When I was a very young
child, my mother cautioned me from impulsive behavior
s, staring at the sun
) with a similar phrase:
Those are the only eyes you'll ever have, so you'd better take good care of them.
That idea shook me and stuck with me so well; my first shadowed glimpse at my own mortality. Fear of only having one thing, and accidentally, irresponsibly fucking it up for good. It's protected me well in the past, kept me from sports injuries, from pissing away my resources, from letting drugs take over my life. By grokking that rule and its implications, I got to skip over much of the pain/loss that burns everyone daily -- not just of my eyes, of course, but everything I personally possessed: all of my mental and physical faculties, my money, and especially my time.
A long time ago I realized that time is what made all of my other resources valuable, and thus it should be protected the most.
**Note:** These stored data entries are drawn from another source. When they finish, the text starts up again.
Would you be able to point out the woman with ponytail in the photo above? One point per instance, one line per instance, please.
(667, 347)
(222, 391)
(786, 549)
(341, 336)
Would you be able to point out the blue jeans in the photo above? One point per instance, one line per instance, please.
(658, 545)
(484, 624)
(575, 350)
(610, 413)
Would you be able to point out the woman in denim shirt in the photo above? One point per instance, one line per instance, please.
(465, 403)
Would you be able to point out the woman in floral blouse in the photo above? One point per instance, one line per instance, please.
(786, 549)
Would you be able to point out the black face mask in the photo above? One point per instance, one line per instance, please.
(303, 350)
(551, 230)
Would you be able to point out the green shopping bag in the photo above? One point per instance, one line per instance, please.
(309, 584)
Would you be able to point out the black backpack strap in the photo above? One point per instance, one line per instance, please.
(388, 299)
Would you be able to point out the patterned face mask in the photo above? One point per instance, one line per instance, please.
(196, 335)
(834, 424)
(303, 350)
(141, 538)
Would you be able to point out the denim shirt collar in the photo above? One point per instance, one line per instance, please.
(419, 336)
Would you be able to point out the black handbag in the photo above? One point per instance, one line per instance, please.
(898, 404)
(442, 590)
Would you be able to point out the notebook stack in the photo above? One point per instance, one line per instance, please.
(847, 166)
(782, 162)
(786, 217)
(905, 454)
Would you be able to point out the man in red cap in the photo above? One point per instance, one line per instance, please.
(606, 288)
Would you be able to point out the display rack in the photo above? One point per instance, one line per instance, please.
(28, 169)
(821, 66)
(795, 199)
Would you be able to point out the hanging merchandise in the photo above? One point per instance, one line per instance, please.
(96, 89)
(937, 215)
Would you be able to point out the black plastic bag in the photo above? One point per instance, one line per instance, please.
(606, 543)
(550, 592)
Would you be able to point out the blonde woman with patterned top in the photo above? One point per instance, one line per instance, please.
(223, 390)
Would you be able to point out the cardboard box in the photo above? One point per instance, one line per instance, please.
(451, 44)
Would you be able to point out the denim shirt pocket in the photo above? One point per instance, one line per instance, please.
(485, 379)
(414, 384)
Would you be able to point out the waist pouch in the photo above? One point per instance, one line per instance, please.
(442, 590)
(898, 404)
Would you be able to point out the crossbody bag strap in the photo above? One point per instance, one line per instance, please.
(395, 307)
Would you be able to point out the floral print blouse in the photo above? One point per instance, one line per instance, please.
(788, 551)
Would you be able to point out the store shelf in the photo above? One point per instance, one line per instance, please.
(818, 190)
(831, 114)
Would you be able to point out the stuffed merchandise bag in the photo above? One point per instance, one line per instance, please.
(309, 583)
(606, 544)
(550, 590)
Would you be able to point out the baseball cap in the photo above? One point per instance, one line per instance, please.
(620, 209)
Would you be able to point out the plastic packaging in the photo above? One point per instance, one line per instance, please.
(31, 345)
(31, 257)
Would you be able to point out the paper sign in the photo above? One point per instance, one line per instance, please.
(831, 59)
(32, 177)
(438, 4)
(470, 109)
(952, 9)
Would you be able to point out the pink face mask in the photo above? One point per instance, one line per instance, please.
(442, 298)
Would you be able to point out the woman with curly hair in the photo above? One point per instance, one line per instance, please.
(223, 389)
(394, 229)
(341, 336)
This is a common idea in Western thought, and since it fit right in with my notions of how to take care of myself, I incorporated it.
I think it may have protected me too well.
I find myself too often discarding my experiences (or even not pursuing experience in the first place) because some frontal lobe thought process has deemed them not up to par for spending time on. I do not love as much as I should, for I don't know if she is The One. I do not work in any science in depth, for in ten years all of its rules will change. I do not enjoy periods set aside to relax, for I should be spending my time on something more important.
I find that the idea which has done so much for me has done almost as much against me. A bulletproof vest and straitjacket in one, and I no Houdini.